Because it sure is surreal sometimes

Because it sure is surreal sometimes

Friday, October 23, 2009

The Ironic Vampire Song

Remember that scene in Forgetting Sarah Marshall when the hot concierge that the main character goes out on a date with tricks him into getting up onstage at a local bar and singing a song from the vampire opera he's been pouring his heart and soul into composing? Remember? The guy adopts a Transylvania accent, right out of a Count Chocula commercial and adds a sadsack tone to his voice that gets the bar full of local islanders practically crying in their beers: "...die...die...die...I can't" the guy sings in his plaintive, slow-motion-like wail as he drops his head down and to the side on the last note. Even the hot concierge undergoes a tranformation in that moment, seeing the guy as a real person, with a real heart and real emotions - unlike the goofy bastard that dumped her a few years back. Remember how funny and perfect that song was - in the movie? In the movie, it brought two people together.

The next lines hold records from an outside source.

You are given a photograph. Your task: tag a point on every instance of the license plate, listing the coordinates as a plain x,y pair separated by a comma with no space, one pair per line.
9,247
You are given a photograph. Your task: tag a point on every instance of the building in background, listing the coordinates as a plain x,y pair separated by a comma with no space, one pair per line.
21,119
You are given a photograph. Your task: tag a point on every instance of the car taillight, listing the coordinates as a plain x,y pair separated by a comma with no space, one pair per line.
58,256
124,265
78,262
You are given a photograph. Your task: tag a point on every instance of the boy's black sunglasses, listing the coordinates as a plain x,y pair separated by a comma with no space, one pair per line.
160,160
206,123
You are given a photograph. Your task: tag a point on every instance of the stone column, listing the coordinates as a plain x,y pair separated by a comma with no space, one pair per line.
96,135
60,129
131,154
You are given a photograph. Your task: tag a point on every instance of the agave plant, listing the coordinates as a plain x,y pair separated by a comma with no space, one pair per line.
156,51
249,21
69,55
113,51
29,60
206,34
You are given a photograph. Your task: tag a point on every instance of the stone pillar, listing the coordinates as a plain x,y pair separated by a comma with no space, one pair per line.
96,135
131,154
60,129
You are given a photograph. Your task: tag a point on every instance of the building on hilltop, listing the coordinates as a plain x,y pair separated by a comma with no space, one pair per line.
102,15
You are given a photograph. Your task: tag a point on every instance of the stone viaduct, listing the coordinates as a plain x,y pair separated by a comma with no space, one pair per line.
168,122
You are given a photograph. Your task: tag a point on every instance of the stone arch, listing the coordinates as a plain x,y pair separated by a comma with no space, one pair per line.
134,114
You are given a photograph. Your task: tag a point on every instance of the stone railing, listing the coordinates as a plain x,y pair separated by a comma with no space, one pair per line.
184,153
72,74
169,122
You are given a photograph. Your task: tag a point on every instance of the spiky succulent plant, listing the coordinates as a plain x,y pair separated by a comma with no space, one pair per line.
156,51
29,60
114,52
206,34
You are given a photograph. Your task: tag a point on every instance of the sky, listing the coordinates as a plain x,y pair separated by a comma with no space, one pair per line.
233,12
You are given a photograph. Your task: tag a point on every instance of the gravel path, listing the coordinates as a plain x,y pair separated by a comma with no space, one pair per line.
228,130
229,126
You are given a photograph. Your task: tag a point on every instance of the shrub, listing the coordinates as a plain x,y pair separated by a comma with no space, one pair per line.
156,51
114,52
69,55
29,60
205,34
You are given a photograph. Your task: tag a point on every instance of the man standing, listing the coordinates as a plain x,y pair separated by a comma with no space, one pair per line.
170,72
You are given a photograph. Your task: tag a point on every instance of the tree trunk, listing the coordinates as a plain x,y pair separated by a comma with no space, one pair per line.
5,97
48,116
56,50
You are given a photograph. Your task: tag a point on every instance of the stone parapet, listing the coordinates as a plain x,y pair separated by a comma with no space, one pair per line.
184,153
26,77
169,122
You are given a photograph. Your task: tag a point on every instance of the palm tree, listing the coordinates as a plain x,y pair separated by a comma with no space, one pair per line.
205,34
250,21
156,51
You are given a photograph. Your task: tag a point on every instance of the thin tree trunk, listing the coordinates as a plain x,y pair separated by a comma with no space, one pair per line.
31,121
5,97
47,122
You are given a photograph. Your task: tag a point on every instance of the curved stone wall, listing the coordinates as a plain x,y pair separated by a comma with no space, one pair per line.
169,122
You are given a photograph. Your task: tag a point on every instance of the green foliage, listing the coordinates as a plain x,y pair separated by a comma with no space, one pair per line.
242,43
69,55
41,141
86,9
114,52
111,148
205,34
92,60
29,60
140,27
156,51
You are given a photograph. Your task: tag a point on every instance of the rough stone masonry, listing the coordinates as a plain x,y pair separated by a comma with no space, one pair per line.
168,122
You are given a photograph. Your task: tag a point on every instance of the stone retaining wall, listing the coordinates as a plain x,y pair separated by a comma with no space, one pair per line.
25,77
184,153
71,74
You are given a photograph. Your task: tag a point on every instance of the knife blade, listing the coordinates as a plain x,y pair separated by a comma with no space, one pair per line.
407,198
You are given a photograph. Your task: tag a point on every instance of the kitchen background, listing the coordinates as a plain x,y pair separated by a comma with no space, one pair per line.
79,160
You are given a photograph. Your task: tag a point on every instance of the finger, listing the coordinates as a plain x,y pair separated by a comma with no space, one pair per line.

Now imagine your husband singing the same refrain, over and over. Imagine it's 10:30 p.m. and you're flossing your teeth, trying to tell him about something important that your boss did to you that day, some great injustice that needs to be expressed. You glance in the mirror and see your husband in the walk-in closet, pained expression on his face that might also indicate a furious case of gas and those words dripping from his sad lips: "...die...die...die...I can't" as he throws one limp sock, then another, into his already overflowing laundry basket. Imagine he's still singing it as his your head hits the pillow. Then, you're head starts singing it - well after he's snoring.

Fast forward eight hours. Kids are looking for their backpacks, which they left "RIGHT HERE LAST NIGHT" but that somehow have evolved into upright, walking hominids and split since then. Someone needs her hair brushed while you're brushing your teeth (a talent most moms have, yet try their best to not let anyone find out about) and the twelve year old wants to give you a hug. A hug? At seven-twenty in the morning??? There's no time for hugs! About this time you realize your husband has picked up where he left off last night with his serenade and "...die...die...die...I can't..." drifts into hearing range, which means he isn't doing anything because you know damn well that he uses both hands to dramatize the song, spreading his arms apart as if an enormously fat woman of his dreams is going to spring into them.
Are you imagining it? What are you feeling?

"Die...die...die...I can't."

3 comments:

Unknown said...

This post is so funny! You are very talented! Relating something so agonizing like insomnia, in a funny, lighthearted way takes talent indeed.

Keep writing!

Signal Lost said...

Funny.
I heard the writer of the song interviewed. He played it for Judd Apatow who first told him to never play that song again b/c it wasn't funny. Later, while making this movie the writer suggested it again....

Lisa Ricard Claro said...

Ha,ha!! Stephen King calls those songs that stick in your head "ear worms". Guess you got worms! I've never seen this movie, but I suppose I'll have to rent it now just to chuckle when I hear the song.